The following implication is true (as you mention):
$$q(X) \in \Bbb Z[X] \text{ monic reducible } \implies \bar q(X) \in \Bbb Z/p\Bbb Z[X] \text{ reducible for all prime } p$$
The contrapositive of this implication is:
$$\bar q(X) \in \Bbb Z/p\Bbb Z[X] \text{ irreducible for some prime } p \implies q(X) \in \Bbb Z[X] \text{ irreducible (or non monic) }$$
However, the implication
$$q(X) \in \Bbb Z[X] \text{ irreducible monic } \implies \bar q(X) \in \Bbb Z/p\Bbb Z[X] \text{ irreducible for some prime } p$$
is the converse of the first implication, which doesn't hold in general (as you provide a link to give a counter-example).
The first implication can be proven as follows:
if you assume $q= fg$ with $f,g \in \Bbb Z[X] \setminus \{±1\}$, then $\bar q = \bar f \bar g \in \Bbb Z/p\Bbb Z[X]$. If you suppose that the dominant coefficient of $q$ is not a multiple of $p$ (e.g. $q$ monic), then both $\bar f$ and $\bar g$ have positive degree, hence $\bar q $ is reducible.

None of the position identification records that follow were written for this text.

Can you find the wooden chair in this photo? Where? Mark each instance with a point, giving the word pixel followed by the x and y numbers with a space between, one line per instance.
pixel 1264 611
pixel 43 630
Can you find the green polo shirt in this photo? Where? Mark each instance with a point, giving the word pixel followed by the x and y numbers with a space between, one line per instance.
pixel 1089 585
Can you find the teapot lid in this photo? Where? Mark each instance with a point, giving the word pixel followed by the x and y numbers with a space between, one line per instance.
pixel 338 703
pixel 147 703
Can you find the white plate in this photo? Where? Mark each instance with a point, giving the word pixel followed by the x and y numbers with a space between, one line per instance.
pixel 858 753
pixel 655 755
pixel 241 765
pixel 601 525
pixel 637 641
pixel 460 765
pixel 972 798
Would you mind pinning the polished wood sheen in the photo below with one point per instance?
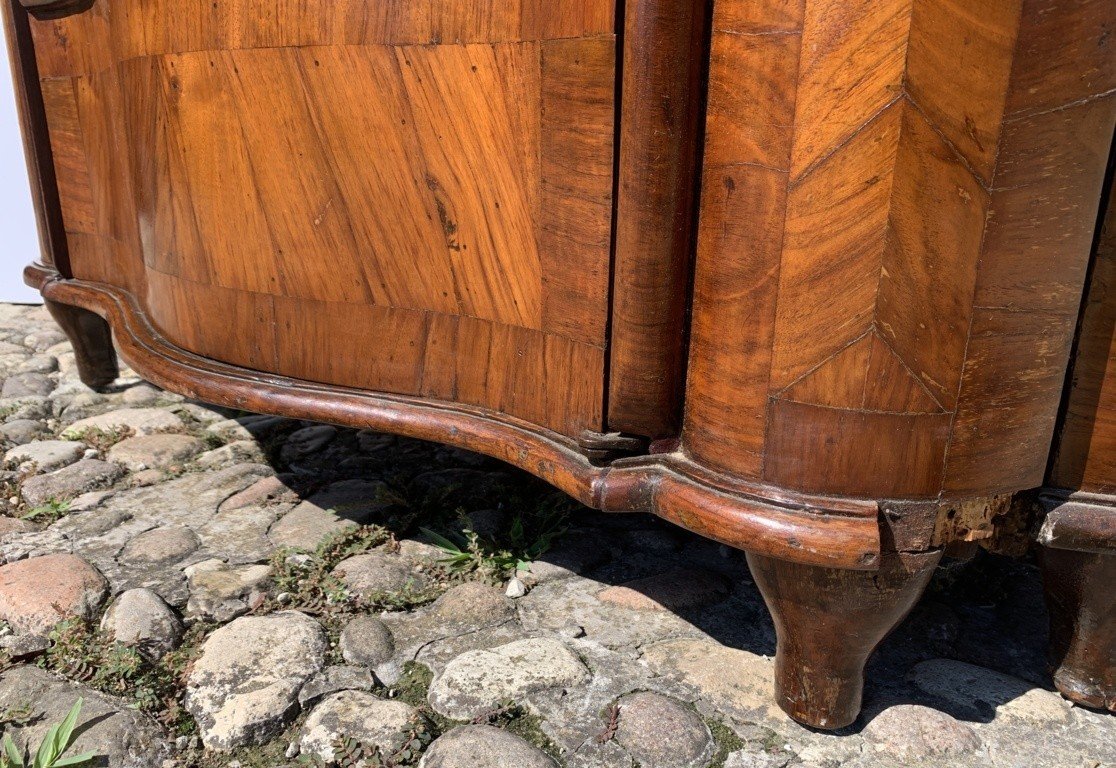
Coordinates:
(801, 276)
(338, 179)
(883, 245)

More generally, if $A$ is a UFD, $a \in A$ is an element, $f \in A[X]$ is a polynomial with content $1$ and with dominant coefficient invertible in $A/(a)$, then the irreducibility of $\bar f$ in $A/(a)[X]$ gives the irreducibility of $f$ in $A[X]$. [Berhuy, theorem IV.2.3].